Rhoda Scott Ladies All Stars par Gérard Boisnel

La saxophoniste précise que le groupe Ladies All Star n’est d’ailleurs pas, à l’origine, un projet visant à revendiquer quelque chose. « Le groupe a été formé à l’occasion de la journée de la femme, par des programmateurs dans le cadre de Jazz à Vienne. L’initiative ne vient pas de nous. Après, on est très contentes de le faire, de continuer, cela a quand même du sens. Mais c’est à double tranchant car, même si c’est important, on a parfois des réticences avec ce genre de choses, on ne veut pas non plus se ghettoïser. En réalité, ce qui a le plus de sens à mes yeux, ce sont les groupes mixtes, ça met une autre énergie. Un quartet constitué de 2 femmes et 2 hommes, par exemple, est une excellente formule, et c’est là où chacun se sent le mieux. »

D’autres sujets actuels lui tiennent à cœur, notamment la crise écologique que nous traversons. « En tant qu’artiste, je ne crois pas que ce soit seulement sur scène qu’on puisse faire quelque chose. Quand on rencontre des gens dans le milieu associatif, qu’on discute, et si on se sent un minimum concerné par ces sujets, on voit bien qu’on peut tous participer, chacun à sa façon. Il y a beaucoup de choses qui se font déjà, des associations militantes qui font aussi du culturel, et c’est là qu’on peut s’engager avec eux en tant qu’artistes. Mais je crois beaucoup à l’engagement de tout un chacun, au niveau local ; les circuits courts, le changement de consommation, l’entraide. »

Lisa Cat-Berro par Christian Taillemite

La musicienne a également intégré dans sa vie une pratique quotidienne de la méditation qui lui a ouvert des perspectives, bien au-delà de ses aspirations premières.« Lorsque j’ai eu mes problèmes de santé, je me suis retrouvé allongée des jours, voire des semaines. J’ai alors développé la méditation que je connaissais un peu jusqu’ici. J’ai ouvert un espace de ce côté-là, cela m’a tellement aidé que j’ai continué ensuite. Depuis, je pratique quotidiennement et cela a une certaine influence sur mon jeu, en improvisation notamment. Je me sens plus concentrée, plus dans l’instant, je cours moins après les notes et laisse venir. Je suis davantage à l’écoute, cela donne des choses nouvelles et la musique est plus spontanée. »

Si la saxophoniste souhaite chanter sur son prochain album, elle se garde de comparer sa démarche avec celle de sa sœur Sonia. « Ma sœur est indéniablement un modèle vocal, mais je n’aborde pas les choses ainsi.
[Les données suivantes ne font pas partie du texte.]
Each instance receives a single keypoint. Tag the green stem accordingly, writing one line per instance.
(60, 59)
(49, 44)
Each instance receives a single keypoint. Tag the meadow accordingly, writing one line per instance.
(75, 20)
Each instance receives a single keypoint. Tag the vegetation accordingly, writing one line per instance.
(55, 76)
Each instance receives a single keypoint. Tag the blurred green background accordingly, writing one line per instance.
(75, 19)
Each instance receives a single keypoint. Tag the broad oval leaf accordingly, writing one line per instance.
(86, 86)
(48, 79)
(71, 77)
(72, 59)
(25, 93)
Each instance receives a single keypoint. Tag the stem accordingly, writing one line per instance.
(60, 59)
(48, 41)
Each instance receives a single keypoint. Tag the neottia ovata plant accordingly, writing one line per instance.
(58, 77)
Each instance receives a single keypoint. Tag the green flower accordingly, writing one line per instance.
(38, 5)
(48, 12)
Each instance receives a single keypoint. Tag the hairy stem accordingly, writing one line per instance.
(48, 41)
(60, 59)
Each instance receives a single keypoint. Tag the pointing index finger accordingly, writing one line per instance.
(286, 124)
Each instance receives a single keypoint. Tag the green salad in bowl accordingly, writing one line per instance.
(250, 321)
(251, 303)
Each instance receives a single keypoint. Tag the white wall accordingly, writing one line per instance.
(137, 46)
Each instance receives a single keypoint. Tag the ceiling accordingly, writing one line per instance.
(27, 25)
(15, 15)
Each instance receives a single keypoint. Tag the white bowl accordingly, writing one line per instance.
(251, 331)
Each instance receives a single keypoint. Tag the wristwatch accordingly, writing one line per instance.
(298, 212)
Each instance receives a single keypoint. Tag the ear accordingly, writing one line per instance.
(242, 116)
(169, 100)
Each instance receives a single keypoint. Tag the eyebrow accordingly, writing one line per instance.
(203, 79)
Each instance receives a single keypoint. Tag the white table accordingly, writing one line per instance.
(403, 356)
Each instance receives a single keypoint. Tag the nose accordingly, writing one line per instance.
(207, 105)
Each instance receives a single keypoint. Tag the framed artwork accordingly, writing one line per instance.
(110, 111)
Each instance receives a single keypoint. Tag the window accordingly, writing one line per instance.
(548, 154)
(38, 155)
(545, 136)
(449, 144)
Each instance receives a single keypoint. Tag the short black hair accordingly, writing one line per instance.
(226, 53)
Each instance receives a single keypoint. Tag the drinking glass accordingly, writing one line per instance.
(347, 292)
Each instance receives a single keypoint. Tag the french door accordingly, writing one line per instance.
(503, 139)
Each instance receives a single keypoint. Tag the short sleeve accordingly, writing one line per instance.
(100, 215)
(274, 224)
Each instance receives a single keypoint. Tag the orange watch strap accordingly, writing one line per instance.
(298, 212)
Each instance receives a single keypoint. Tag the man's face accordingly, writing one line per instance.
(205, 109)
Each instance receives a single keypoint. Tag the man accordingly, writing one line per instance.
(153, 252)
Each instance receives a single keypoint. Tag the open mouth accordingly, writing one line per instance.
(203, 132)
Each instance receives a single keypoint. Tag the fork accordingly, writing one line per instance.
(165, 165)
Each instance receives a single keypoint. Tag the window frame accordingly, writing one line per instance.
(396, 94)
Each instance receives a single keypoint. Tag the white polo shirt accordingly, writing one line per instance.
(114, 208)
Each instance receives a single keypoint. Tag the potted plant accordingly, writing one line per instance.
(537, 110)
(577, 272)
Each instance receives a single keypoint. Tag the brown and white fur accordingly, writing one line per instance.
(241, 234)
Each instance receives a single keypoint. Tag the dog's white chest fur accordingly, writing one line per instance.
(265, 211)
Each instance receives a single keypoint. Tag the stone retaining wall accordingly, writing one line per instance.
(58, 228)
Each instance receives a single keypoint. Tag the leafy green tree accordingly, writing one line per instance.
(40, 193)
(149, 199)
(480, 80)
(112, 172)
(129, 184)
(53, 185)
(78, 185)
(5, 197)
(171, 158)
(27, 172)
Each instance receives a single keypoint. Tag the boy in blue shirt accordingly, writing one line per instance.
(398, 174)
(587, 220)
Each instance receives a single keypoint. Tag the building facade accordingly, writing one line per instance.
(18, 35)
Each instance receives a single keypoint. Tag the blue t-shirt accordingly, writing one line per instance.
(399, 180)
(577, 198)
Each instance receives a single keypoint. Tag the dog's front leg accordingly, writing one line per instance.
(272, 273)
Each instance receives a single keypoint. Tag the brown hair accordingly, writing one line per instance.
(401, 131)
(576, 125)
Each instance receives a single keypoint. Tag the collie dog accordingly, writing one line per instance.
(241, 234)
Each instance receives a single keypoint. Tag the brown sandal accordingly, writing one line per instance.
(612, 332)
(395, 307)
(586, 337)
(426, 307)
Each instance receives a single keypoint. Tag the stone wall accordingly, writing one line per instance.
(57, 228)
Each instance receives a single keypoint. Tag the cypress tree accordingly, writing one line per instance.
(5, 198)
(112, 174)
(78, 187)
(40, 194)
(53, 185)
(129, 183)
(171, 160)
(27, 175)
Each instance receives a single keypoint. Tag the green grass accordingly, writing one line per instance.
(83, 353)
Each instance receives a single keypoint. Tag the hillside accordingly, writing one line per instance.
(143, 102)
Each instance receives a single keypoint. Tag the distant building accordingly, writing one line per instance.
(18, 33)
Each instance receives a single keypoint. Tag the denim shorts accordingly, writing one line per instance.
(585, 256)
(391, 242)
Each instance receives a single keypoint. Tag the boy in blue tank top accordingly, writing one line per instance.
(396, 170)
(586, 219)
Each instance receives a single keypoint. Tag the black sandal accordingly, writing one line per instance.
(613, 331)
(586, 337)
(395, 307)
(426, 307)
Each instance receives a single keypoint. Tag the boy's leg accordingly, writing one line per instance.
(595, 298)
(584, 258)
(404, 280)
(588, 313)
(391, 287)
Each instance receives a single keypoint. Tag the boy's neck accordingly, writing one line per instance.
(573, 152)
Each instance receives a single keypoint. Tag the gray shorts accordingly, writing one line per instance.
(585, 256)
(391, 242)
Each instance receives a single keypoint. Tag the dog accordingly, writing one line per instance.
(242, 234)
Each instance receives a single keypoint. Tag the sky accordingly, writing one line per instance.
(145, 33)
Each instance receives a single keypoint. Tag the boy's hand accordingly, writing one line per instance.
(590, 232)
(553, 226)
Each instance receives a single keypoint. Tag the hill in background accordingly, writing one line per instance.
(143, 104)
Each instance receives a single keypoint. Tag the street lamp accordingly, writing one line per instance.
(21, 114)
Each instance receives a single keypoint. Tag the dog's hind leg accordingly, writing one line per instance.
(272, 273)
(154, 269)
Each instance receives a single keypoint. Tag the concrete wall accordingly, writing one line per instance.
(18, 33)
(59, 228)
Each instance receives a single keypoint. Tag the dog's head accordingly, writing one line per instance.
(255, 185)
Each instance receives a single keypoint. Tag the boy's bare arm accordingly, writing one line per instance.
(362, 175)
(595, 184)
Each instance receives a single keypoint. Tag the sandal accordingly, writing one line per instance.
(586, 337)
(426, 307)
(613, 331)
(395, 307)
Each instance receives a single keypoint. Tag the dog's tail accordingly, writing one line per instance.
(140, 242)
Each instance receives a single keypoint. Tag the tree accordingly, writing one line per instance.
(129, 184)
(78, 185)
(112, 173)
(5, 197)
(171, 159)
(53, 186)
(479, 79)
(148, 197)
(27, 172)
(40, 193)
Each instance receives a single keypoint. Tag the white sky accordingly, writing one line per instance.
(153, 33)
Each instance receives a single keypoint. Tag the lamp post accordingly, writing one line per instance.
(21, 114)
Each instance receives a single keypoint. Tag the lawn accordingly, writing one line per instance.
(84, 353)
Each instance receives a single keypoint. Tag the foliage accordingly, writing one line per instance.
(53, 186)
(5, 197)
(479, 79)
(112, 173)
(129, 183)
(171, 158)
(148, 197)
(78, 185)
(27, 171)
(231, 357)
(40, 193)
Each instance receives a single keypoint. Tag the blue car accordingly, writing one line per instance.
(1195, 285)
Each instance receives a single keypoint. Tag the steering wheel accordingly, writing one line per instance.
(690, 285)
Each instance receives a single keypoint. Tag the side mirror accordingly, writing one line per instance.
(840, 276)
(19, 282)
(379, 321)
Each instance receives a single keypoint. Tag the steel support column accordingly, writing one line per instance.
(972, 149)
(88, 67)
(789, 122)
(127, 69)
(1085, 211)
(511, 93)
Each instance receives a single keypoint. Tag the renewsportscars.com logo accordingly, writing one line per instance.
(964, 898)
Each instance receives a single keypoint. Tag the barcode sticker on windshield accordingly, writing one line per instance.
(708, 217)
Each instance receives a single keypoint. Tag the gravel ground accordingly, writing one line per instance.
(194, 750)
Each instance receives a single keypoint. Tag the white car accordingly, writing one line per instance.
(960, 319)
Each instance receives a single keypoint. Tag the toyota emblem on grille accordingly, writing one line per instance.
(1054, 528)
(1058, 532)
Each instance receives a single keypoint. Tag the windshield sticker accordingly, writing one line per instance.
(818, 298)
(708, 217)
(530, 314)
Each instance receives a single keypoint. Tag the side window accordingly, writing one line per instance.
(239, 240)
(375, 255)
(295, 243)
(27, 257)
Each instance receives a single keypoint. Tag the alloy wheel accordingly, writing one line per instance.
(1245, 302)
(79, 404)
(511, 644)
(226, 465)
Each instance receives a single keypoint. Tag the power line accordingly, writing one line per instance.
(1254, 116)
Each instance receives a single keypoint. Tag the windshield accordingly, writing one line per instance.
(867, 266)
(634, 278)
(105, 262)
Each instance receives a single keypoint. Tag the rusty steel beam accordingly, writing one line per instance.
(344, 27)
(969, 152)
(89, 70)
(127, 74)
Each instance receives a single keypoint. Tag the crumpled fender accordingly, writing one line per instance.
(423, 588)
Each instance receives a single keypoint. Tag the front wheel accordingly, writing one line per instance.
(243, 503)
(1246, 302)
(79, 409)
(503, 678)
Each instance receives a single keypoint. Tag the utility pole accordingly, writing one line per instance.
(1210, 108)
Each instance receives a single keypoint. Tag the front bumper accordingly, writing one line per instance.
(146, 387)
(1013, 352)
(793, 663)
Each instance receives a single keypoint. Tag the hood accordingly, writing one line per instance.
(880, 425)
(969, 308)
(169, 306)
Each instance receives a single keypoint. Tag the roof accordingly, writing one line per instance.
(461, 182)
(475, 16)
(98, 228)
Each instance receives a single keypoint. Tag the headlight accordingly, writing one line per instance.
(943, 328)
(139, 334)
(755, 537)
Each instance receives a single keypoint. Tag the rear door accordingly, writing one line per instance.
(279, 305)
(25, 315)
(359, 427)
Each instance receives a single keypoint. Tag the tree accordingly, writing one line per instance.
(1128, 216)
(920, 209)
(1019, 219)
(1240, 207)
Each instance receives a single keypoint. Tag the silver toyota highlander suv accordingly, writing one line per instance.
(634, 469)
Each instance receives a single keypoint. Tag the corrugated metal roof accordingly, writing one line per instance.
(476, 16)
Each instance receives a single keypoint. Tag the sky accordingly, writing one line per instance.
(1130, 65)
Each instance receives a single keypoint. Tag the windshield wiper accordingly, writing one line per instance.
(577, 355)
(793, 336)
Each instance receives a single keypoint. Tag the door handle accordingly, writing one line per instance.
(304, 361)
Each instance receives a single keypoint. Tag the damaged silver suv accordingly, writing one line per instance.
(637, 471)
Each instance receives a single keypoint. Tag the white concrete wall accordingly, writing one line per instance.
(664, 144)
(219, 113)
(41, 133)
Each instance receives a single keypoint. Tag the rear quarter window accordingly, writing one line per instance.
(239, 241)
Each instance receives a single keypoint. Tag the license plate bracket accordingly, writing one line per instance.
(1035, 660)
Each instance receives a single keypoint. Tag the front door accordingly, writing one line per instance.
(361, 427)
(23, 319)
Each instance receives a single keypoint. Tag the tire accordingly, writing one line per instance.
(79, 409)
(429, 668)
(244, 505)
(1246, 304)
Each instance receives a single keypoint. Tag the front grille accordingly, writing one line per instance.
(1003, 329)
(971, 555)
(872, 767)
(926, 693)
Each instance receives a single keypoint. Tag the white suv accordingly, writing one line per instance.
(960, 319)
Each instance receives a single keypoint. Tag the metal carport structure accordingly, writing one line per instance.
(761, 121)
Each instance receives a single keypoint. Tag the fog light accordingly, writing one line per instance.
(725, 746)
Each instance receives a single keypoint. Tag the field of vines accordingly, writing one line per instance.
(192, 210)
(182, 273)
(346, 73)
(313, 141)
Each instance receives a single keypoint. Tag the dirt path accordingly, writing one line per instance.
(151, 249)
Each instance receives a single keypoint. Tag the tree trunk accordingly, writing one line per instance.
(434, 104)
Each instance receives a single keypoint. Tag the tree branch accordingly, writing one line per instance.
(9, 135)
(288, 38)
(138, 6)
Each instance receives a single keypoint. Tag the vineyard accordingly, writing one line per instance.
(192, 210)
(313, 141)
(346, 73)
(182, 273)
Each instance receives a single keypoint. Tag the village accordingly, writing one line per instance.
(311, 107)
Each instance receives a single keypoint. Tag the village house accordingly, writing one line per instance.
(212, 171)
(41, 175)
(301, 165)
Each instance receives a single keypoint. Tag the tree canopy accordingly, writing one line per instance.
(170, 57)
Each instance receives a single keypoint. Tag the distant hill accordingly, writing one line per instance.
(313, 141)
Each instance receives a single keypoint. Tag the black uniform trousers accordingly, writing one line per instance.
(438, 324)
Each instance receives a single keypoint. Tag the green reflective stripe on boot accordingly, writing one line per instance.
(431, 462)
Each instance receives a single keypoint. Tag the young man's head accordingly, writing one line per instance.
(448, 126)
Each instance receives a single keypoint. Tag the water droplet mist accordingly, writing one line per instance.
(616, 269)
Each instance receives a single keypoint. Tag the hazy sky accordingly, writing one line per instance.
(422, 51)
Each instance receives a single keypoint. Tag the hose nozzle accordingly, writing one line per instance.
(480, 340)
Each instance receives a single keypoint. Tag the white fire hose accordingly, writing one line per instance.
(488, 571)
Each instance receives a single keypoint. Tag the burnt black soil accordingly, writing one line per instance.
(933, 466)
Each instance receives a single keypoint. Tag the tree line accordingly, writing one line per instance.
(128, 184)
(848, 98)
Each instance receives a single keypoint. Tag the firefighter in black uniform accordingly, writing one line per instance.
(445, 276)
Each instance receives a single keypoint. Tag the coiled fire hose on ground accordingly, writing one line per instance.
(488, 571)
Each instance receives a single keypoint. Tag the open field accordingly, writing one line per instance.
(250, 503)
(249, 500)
Être dans la comparaison n’aurait pas de sens, ni grand intérêt. J’essaie de faire mon truc en restant proche de ma voix parlée, sans chercher à être dans la perfection vocale. Le répertoire, également, est différent. » Les deux sœurs collaborent depuis toujours de près ou de loin, mais le temps d’un album réunissant les sœurs Cat-Berro n’est pas encore venu. « Rien n’est prévu pour l’instant, même si parfois on y pense. Ce n’est donc pas exclu, mais pas d’actualité. Pour le moment, on est chacune plongée dans nos projets respectifs, mais jamais bien loin l’une de l’autre. »

par Raphaël Benoit // Publié le 13 janvier 2019
P.-S. :

[1Saxophoniste ténor, notamment dans le quintet de Ronald Baker.

[2« Broderies », à paraitre en Fevrier 2019.